Rabu, 16 Juli 2014

Catatan Kecil yang saya tahu dari pak Quraish Shihab, sepetuar masalah yang ditudingkan orang pada-nya

Saya bersyukur pernah di ajar oleh pak Quraish Shihab, baik secara langsung di bangku kuliah, ataupun tidak langsung lewat telaah buku dan mendengarkan tausiahnya.... Suatu waktu, saat beliau memberi kuliah di kelas kami, kami mencoba menanyakan kepada beliau tentang tafsir surat al-ahzab, ayat 59, dikaitkan dengan pernyataan mantan mentri Agama Munawir Sazdali yang menganggap Jilbab itu tidak wajib.
Beliau memberikan jawaban yang sangat santun, beliau tidak reaktif mengkafirkan orang yang berpendapat tidak wajib Jilbab, beliau mengatakan bahwa yang tahu hakekat ayat sebenarnya hanya pemilik firman, yakni Allah.
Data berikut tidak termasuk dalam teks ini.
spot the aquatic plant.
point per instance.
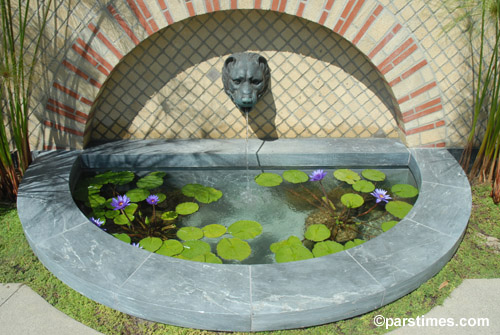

Jika ada seseorang yang mengklaim pasti tafsirnya benar seauai yang dimaksud Allah, maka dia telah menganggap dirinya "sama" dengan Allah. Karena apa yang kita ucapkan oleh kita sendiri hanya kitalah yang tahu makasudnya. Beliau lalu menjelaskan berbagai tafsir berkaitan dwngan ayat tersebut. Lalu beliau menutup, kalau kita sendiri tdk bisa menjamin bahwa pendapat itulah yang sesuai kehendak Allah, maka untuk amannya sebaiknya kita berjilbab. Karena jika ayat ini tidak bermakna wajb, maka orang yang tdk memakai ataupun yang memakai tidak jadi masalah krn ayat ini tidak melarang memakai jilbab. Namun sekiranya ayat itu disisi Allah bermakna wajib jilbab, maka amanlah dengan memakai jilbab, dan celakalah orang yang tidak menggunakan jilbab.
Demikian sedikit kutipan dari kuliah beliau...
Dan aku menangkap kerendahan hati seorang yang memiliki kedalaman ilmu.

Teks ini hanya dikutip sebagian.